If you can get a traceback for IO errors or FP exceptions, then in
theory you can get them for SEGV. It's a matter of convincing the
runtime to catch this and hook it up to its existing traceback
mechanism it has for the other signals, and I'm sure the runtime adn
the convincing are paltform- and vendor- specific.
But there's a caveat; isn't there always... It is very VERY likely you
can avoid additional IO erros and FP exceptions while doing the
traceback, for almost all causes of the errors/exceptions. A SEGV,
however, generally indicates memory is broken. Depending on the
extent of the breakage, it could have corrupted the heap, global
variables and/or the stack, any of which can cause the traceback to
trip and go splat. Indeed, lots of times the corruption is minor and
a traceback is dandy.
Another option is to use core files; let the system dump core (quite
an anachronism) and then debug the core file with the debugger.

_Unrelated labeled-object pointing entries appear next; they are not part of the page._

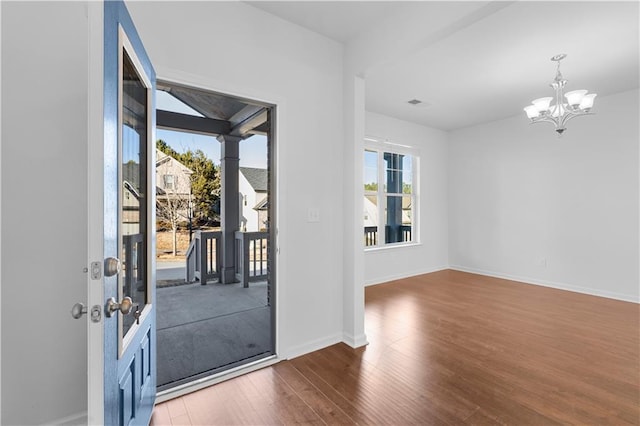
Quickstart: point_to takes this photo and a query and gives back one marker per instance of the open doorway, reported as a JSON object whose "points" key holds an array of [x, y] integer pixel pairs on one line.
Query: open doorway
{"points": [[215, 186]]}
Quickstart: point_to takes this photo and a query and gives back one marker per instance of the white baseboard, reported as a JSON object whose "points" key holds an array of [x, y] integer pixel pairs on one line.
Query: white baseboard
{"points": [[401, 275], [312, 346], [73, 420], [551, 284], [355, 341]]}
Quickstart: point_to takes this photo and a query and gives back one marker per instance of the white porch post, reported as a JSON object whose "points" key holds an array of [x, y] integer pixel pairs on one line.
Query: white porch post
{"points": [[229, 204]]}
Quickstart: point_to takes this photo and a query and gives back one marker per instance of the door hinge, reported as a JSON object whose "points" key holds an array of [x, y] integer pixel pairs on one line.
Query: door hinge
{"points": [[96, 270]]}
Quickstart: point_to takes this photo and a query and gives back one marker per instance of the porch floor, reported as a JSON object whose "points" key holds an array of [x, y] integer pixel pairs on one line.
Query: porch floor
{"points": [[203, 328]]}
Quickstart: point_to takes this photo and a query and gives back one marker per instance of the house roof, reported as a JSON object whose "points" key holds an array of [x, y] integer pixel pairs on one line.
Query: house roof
{"points": [[262, 204], [161, 158], [257, 178]]}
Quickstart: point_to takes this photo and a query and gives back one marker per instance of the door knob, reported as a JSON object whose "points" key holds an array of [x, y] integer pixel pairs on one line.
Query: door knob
{"points": [[113, 306], [78, 310]]}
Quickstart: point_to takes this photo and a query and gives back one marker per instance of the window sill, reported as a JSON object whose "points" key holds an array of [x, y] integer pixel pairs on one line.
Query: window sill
{"points": [[390, 247]]}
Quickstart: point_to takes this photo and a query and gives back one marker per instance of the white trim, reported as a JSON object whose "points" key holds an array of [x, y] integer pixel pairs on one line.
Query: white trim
{"points": [[95, 222], [314, 345], [355, 341], [550, 284], [72, 420], [0, 223], [390, 246], [196, 385], [414, 273]]}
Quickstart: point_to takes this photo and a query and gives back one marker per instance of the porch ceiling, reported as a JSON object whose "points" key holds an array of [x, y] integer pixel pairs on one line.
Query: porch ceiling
{"points": [[238, 117]]}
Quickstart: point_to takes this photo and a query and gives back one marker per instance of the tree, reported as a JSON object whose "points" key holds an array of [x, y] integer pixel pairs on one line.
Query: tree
{"points": [[173, 208], [205, 181]]}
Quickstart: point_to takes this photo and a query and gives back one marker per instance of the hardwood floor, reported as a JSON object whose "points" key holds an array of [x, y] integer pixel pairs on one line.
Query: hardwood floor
{"points": [[449, 348]]}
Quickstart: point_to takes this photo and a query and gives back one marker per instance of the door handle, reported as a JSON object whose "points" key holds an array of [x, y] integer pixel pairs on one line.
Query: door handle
{"points": [[113, 306], [78, 310]]}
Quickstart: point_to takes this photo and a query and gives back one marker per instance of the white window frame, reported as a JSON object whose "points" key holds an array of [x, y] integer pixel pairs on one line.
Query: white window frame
{"points": [[381, 146], [174, 181]]}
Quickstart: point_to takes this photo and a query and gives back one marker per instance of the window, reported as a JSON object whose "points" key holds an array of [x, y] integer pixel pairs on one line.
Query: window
{"points": [[390, 197], [170, 181]]}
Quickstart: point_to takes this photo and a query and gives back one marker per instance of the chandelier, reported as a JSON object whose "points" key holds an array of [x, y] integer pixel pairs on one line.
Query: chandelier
{"points": [[578, 102]]}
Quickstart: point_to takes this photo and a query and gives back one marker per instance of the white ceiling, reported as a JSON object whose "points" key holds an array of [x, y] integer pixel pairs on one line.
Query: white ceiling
{"points": [[474, 62]]}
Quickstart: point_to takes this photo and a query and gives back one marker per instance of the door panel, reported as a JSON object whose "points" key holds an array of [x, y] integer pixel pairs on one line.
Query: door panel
{"points": [[129, 198]]}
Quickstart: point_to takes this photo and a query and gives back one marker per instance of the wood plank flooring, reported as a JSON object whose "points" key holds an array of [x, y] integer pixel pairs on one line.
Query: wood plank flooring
{"points": [[449, 348]]}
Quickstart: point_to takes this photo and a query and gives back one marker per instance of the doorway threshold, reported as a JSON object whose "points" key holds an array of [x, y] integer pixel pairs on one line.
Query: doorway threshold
{"points": [[204, 382]]}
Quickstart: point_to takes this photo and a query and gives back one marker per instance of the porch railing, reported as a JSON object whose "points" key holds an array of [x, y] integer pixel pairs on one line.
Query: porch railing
{"points": [[251, 256], [371, 234], [133, 262], [203, 257]]}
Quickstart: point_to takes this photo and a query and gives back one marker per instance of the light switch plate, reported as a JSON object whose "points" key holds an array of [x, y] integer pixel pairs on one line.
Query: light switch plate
{"points": [[313, 215]]}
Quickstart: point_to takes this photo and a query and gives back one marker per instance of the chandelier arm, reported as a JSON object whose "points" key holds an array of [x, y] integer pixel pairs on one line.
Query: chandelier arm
{"points": [[573, 115], [546, 119]]}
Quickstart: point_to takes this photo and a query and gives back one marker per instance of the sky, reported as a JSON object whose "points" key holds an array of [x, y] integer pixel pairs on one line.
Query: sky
{"points": [[253, 151]]}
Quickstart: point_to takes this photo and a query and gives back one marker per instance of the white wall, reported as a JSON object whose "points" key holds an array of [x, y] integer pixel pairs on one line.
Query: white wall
{"points": [[563, 212], [432, 252], [234, 48], [44, 195]]}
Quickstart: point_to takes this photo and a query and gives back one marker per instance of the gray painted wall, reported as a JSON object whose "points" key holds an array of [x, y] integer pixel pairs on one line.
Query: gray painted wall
{"points": [[44, 131], [561, 212]]}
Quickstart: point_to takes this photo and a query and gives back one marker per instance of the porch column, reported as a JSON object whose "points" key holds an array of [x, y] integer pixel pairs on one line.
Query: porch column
{"points": [[229, 204]]}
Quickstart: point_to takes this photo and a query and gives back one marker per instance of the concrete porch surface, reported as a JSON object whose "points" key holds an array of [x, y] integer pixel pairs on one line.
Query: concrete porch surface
{"points": [[202, 328]]}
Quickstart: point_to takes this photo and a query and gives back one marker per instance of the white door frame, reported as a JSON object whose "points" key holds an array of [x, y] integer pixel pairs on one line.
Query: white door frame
{"points": [[171, 76], [95, 211]]}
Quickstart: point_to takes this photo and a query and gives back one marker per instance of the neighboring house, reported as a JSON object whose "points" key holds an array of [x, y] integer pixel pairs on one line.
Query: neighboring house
{"points": [[253, 187], [173, 179]]}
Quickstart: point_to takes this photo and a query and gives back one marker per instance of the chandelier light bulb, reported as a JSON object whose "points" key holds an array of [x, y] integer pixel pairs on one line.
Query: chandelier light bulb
{"points": [[555, 110], [532, 111], [587, 101], [575, 97]]}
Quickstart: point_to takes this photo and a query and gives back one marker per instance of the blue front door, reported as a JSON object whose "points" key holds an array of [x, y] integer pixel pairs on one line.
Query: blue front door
{"points": [[129, 218]]}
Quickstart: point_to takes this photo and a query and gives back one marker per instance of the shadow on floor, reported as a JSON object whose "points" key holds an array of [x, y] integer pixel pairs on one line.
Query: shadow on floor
{"points": [[202, 328]]}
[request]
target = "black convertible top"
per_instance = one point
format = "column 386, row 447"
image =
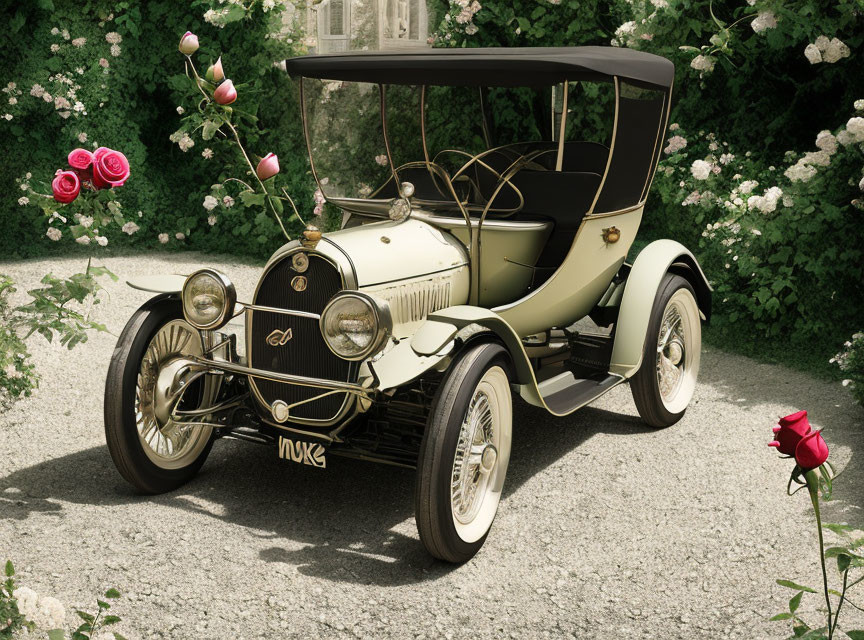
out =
column 505, row 67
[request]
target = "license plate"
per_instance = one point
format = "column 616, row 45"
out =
column 311, row 453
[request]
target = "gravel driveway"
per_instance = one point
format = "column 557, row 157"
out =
column 607, row 529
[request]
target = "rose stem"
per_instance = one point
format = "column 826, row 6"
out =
column 255, row 173
column 842, row 596
column 813, row 488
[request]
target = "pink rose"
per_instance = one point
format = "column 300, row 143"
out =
column 268, row 167
column 188, row 43
column 65, row 186
column 225, row 93
column 215, row 73
column 80, row 159
column 110, row 168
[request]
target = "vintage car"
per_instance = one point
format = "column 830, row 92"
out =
column 476, row 260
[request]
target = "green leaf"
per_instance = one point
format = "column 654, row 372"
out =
column 252, row 199
column 833, row 552
column 794, row 585
column 277, row 204
column 843, row 562
column 210, row 128
column 234, row 13
column 795, row 602
column 838, row 528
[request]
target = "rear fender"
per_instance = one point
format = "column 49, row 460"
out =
column 651, row 265
column 436, row 338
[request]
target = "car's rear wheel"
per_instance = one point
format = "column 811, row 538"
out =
column 666, row 380
column 464, row 455
column 153, row 450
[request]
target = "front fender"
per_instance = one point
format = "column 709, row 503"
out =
column 169, row 283
column 653, row 262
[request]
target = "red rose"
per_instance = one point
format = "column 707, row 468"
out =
column 110, row 168
column 790, row 432
column 80, row 159
column 812, row 451
column 66, row 186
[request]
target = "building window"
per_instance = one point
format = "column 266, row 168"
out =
column 334, row 25
column 403, row 23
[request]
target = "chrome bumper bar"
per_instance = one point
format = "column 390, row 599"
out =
column 217, row 366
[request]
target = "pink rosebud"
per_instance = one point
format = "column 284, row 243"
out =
column 188, row 43
column 812, row 451
column 215, row 72
column 66, row 186
column 790, row 432
column 225, row 93
column 268, row 167
column 80, row 159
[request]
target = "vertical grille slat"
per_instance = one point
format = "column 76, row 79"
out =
column 305, row 354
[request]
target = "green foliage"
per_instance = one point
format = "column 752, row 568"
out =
column 59, row 309
column 11, row 620
column 851, row 363
column 49, row 315
column 783, row 254
column 129, row 102
column 93, row 622
column 17, row 375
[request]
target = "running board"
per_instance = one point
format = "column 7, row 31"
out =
column 564, row 393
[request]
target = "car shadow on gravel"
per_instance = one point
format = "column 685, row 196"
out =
column 758, row 384
column 350, row 523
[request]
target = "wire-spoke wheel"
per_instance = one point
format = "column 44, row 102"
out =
column 464, row 455
column 155, row 443
column 666, row 380
column 170, row 442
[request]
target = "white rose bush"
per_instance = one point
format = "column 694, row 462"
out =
column 24, row 612
column 779, row 242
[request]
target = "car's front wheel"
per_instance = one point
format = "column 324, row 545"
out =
column 151, row 448
column 666, row 380
column 464, row 455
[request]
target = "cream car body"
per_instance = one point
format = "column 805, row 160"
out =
column 464, row 277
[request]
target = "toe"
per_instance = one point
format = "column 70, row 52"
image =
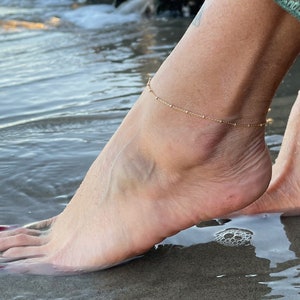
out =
column 20, row 240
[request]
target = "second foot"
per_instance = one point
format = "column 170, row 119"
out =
column 283, row 194
column 160, row 173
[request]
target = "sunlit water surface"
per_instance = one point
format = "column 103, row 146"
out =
column 63, row 92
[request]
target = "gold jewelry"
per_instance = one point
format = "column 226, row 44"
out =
column 201, row 116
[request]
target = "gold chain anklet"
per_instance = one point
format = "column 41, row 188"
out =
column 201, row 116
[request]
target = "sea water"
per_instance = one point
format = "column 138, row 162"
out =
column 64, row 89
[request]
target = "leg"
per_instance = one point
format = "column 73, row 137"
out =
column 163, row 170
column 283, row 192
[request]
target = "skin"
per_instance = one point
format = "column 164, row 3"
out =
column 282, row 195
column 163, row 171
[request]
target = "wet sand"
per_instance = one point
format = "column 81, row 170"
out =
column 201, row 271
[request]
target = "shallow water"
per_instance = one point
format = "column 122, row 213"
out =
column 63, row 91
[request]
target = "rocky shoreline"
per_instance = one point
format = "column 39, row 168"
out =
column 168, row 8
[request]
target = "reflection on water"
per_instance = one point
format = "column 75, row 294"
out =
column 64, row 91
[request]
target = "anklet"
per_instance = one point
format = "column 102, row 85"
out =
column 200, row 116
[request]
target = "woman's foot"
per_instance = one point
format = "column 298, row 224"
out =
column 162, row 171
column 283, row 194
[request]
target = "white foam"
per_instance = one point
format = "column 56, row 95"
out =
column 98, row 16
column 265, row 232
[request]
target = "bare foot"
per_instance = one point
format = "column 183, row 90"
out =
column 164, row 170
column 161, row 172
column 283, row 194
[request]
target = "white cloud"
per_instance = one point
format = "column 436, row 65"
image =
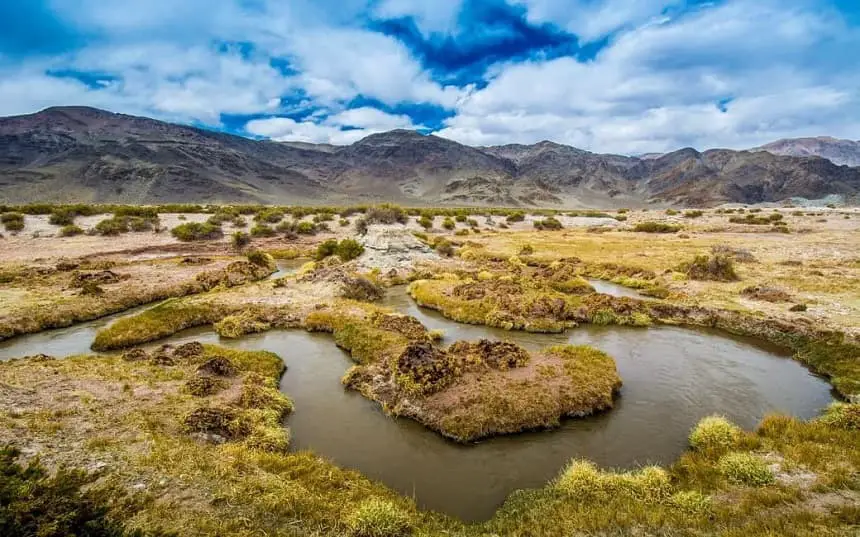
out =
column 342, row 128
column 438, row 16
column 657, row 87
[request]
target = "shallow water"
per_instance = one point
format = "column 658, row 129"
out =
column 672, row 378
column 609, row 288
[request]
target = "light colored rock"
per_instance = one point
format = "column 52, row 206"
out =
column 392, row 247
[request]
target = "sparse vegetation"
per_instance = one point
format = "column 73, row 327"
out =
column 195, row 231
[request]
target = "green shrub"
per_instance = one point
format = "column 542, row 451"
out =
column 717, row 267
column 70, row 230
column 306, row 228
column 196, row 231
column 260, row 258
column 378, row 518
column 35, row 503
column 549, row 222
column 62, row 217
column 325, row 249
column 240, row 239
column 656, row 227
column 349, row 249
column 262, row 230
column 12, row 221
column 714, row 435
column 745, row 469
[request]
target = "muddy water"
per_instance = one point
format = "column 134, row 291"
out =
column 672, row 378
column 609, row 288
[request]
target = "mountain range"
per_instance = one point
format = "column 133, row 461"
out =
column 80, row 154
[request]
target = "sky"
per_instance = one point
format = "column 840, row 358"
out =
column 620, row 76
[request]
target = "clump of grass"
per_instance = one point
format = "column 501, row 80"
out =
column 549, row 223
column 376, row 517
column 240, row 239
column 745, row 469
column 12, row 221
column 582, row 479
column 346, row 249
column 717, row 267
column 715, row 435
column 196, row 231
column 70, row 231
column 656, row 227
column 262, row 230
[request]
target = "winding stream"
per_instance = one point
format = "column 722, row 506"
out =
column 672, row 378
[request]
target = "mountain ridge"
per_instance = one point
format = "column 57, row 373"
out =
column 82, row 154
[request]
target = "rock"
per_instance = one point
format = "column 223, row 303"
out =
column 391, row 248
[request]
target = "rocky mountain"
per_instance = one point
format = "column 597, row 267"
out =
column 843, row 152
column 83, row 154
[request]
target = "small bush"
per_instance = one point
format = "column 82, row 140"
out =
column 306, row 228
column 718, row 268
column 262, row 230
column 62, row 217
column 70, row 231
column 349, row 249
column 550, row 223
column 715, row 435
column 12, row 221
column 745, row 469
column 378, row 518
column 195, row 231
column 240, row 239
column 656, row 227
column 261, row 259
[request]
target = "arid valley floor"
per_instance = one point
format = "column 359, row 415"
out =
column 193, row 438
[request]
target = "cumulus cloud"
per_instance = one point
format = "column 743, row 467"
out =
column 342, row 128
column 660, row 87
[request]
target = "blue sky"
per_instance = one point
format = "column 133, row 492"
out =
column 625, row 76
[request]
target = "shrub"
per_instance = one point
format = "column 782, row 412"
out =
column 259, row 258
column 70, row 230
column 62, row 217
column 33, row 502
column 112, row 226
column 195, row 231
column 656, row 227
column 306, row 228
column 426, row 222
column 718, row 268
column 549, row 222
column 378, row 518
column 325, row 249
column 745, row 469
column 262, row 230
column 349, row 249
column 444, row 247
column 240, row 239
column 714, row 435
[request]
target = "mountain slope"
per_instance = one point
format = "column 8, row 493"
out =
column 843, row 152
column 83, row 154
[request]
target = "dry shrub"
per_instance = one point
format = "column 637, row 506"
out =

Depending on your core file settings, you may have to delete them with
some frequency, and a multi-process job on a cluster exacerbates core
file maintenance. A caveat here... Some systems don't dump
multi-threaded core files (Linux 2.2 kernels didn't) and some don't
get it right (Linux 2.4 on IA64 didn't get all the register sets
correct). I'm sure these will improve over time, and some systems
probably do it right, provided your debugger is equally capable.
|